Thursday, December 13th, 2007
Flash (via Flex or AIR) allows developers to open connections to servers (binary sockets), much like XHR in Web applications. And, just as frameworks like DWR and JSON RPC allow for remoting objects via XHR, a number of frameworks allow for remoting objects in Flex. One of the most popular has been Flex LiveCycle Data Services, but it’s also a commercial product with a big enough price tag to cause many developers to steer clear.
Adobe just announced that they are open-sourcing the remoting and HTTP messaging features of Flex LiveCycle Data Sources in a new product called Blaze DS, which will be LGPL licensed. In addition, they are taking a page from Comet and making it easy to create a persistent connection for “server push” functionality for the HTTP messaging. The “data management” features (i.e., keeping a client and server model in sync) remain payware.

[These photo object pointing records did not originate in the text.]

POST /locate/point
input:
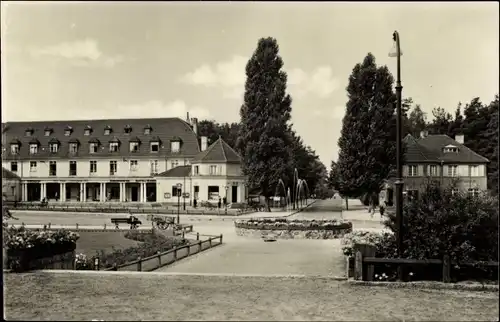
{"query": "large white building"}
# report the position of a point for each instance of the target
(121, 160)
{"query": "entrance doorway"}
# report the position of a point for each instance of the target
(234, 194)
(134, 193)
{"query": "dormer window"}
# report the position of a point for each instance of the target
(450, 149)
(14, 148)
(175, 145)
(68, 130)
(134, 144)
(73, 145)
(155, 144)
(93, 146)
(53, 145)
(114, 144)
(88, 130)
(33, 148)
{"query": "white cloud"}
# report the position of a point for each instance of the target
(79, 53)
(150, 109)
(229, 77)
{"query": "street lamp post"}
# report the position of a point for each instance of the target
(179, 190)
(399, 151)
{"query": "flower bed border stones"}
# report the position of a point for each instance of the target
(281, 228)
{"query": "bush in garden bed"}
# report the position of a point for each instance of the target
(150, 245)
(284, 224)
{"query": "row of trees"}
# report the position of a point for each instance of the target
(264, 137)
(367, 143)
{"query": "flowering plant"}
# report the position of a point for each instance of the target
(21, 238)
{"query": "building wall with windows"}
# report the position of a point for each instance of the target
(96, 160)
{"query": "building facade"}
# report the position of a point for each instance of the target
(213, 174)
(97, 160)
(11, 186)
(443, 159)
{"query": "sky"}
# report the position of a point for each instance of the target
(84, 60)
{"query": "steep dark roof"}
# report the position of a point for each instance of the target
(177, 172)
(6, 174)
(164, 129)
(436, 143)
(430, 149)
(219, 151)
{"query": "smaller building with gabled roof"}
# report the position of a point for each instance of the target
(213, 174)
(443, 159)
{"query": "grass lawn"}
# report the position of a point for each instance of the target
(116, 296)
(90, 242)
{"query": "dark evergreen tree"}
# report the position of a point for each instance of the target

In addition, they are publishing the spec to their object remoting protocol (AMF), making it easy for others in the community to create remoting servers (previously, folks had to reverse-engineer the protocol). This opens the door for other non-Java platforms to provide middle tiers in the Flex stack (i.e., Flex doesn’t include any public database drivers, so you have to write a middle-tier to transfer data to Flex apps, and right now Java is the only first-class option).
Many folks wonder why Ajax developers don’t just use Flash; as Adobe open-sources more and more of their stack, it’s going to be very interesting to see the reaction of the community. We at Ajaxian aren’t in the “Open Web or Else” crowd, but a fully open Flash stack would sure make the world a touch more interesting.